あのあとのこと。
学校へ戻ると、総悟くんが柔らかい笑みで、迎えてくれた。「心配かけるんじゃねェ」と、頭を撫でてくれた。
神楽ちゃんは「どこいってたネ!心配したアルよ〜」と私の胸にダイブして、ぎゅっとだしきめてくれた。
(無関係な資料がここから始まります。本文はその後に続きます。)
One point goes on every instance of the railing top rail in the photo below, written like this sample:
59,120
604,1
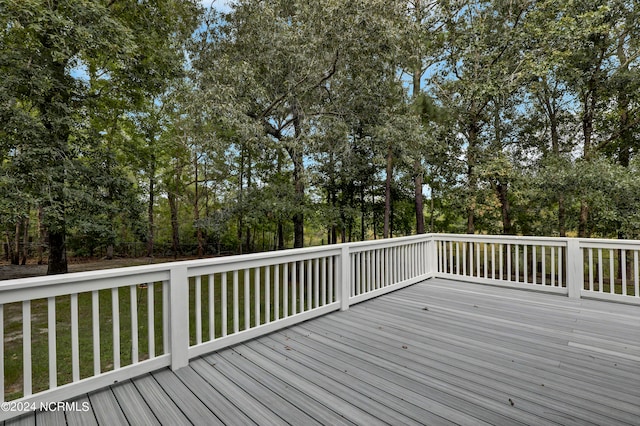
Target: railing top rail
513,239
77,278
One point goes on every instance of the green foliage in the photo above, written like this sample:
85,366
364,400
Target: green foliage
147,121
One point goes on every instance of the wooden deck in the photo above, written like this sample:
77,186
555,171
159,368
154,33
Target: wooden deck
439,352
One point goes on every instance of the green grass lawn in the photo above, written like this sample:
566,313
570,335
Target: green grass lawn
13,374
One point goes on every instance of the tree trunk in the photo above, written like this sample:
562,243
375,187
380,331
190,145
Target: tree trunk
15,253
417,164
42,235
419,202
502,190
298,217
57,252
25,240
175,230
471,176
387,194
151,230
584,217
362,213
196,210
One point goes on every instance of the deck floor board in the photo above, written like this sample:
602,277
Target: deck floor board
439,352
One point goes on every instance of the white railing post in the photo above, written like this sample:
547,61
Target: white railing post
575,268
179,317
433,256
345,278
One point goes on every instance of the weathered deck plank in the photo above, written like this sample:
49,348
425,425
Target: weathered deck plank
475,355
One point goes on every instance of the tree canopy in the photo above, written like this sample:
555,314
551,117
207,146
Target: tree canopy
162,127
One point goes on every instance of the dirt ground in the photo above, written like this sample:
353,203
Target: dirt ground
32,269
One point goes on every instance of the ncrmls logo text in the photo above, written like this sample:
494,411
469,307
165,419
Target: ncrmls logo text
65,406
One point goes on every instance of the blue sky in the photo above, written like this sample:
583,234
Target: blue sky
220,5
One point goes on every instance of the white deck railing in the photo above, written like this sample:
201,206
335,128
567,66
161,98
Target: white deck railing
83,331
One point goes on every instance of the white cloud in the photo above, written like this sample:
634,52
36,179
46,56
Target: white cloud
219,5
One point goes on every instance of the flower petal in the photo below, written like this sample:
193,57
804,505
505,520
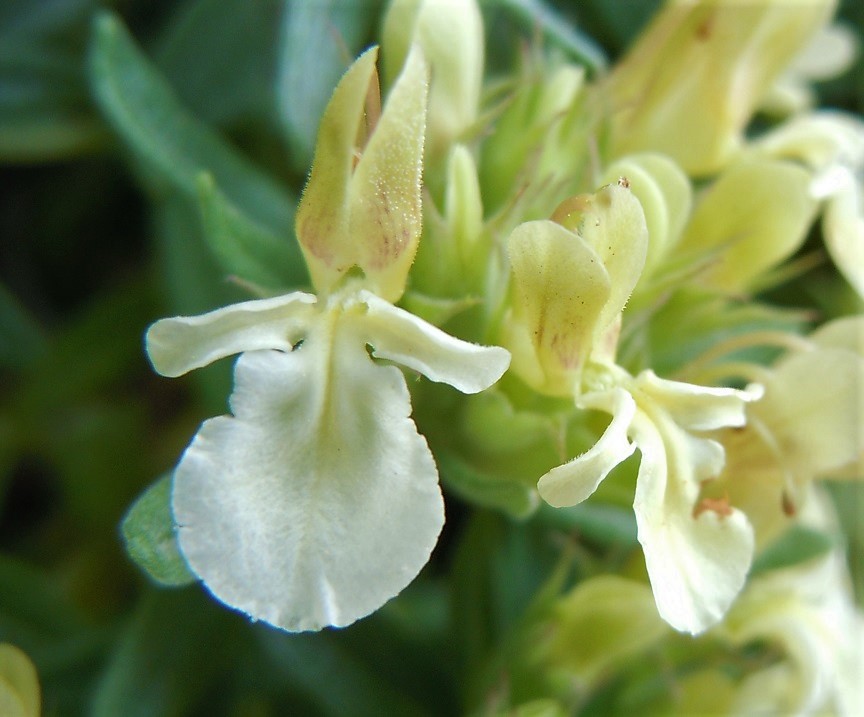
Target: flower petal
843,227
574,481
560,289
813,406
317,501
384,199
399,336
698,408
697,560
184,343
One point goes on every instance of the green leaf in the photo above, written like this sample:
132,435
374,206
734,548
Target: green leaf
172,145
242,247
318,40
337,680
796,545
45,109
22,340
170,654
599,523
516,499
534,15
149,534
220,57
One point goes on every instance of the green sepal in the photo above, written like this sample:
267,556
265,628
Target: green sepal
150,537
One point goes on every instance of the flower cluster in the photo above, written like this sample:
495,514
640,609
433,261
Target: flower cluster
604,244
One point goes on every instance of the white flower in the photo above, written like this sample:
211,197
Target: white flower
317,501
697,552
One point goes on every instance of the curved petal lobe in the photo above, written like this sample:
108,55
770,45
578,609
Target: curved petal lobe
697,559
574,481
183,343
399,336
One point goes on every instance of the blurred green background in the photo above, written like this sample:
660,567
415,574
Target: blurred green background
101,234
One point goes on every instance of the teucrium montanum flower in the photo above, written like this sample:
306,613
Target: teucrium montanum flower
569,289
317,500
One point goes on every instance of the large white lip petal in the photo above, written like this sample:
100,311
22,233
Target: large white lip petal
317,501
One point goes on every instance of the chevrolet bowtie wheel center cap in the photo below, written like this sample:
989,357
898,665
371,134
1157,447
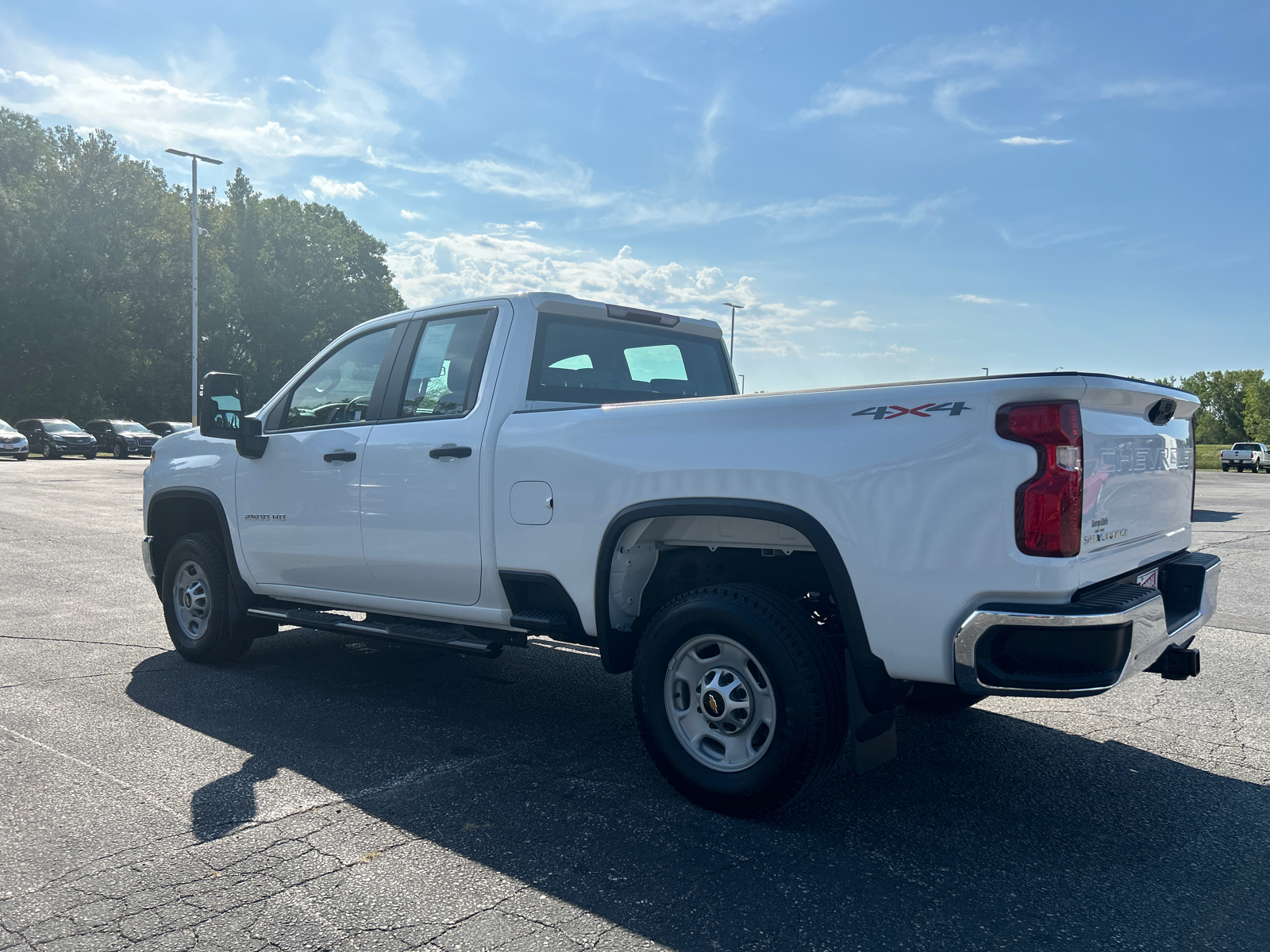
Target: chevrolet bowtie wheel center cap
724,700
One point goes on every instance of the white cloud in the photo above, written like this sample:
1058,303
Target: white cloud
714,14
846,101
893,351
882,78
6,76
929,57
1026,141
1164,93
330,188
450,267
856,321
709,150
949,95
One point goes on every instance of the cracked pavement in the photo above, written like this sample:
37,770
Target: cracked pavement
334,793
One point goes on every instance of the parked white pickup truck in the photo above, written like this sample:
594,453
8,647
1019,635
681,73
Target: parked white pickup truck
1246,455
780,570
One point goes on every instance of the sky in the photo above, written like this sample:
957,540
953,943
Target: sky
902,190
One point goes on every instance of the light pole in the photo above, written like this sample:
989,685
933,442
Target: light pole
732,340
194,291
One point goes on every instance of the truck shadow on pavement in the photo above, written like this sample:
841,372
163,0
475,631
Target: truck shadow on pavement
1213,516
987,831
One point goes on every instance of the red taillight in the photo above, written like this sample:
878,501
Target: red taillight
1048,507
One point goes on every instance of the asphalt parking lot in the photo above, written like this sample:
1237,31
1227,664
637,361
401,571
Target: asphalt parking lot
332,793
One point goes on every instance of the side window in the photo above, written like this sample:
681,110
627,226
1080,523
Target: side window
446,367
584,361
340,389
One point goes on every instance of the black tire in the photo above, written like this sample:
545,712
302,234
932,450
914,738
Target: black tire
224,635
940,698
806,678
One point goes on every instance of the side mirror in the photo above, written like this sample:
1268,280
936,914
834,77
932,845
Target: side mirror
220,414
220,406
土方くんは「あんま無茶すんな」と安心したように笑ってくれた。
近藤くんも妙ちゃんも、突然姿を消した私を、みんなが心配してくれてたらしい。
「…………先生、」
「んー?」
「泣いてもいい?」
「おーよ」
私は銀ちゃん先生の胸で、安心したのと嬉しいのと、全部ごちゃまぜの感情で泣いた。
やっぱり先生は、私の頭をぽんぽんと叩いて、抱きしめてくれた。
「名前、風邪ひく。非常用のシャワー室使っていいから、早く着替えろ」
「うん」
「制服、売店から借りてきてやっから」
「ありがと、」
「…名前?」
「…先生。あたしいろんな人に迷惑かけた。いろんな人に心配かけた」
顔をあげると止まったと思った涙はまたこぼれ、涙腺はまだ緩んだままで、先生の顔がじわりと滲んだ。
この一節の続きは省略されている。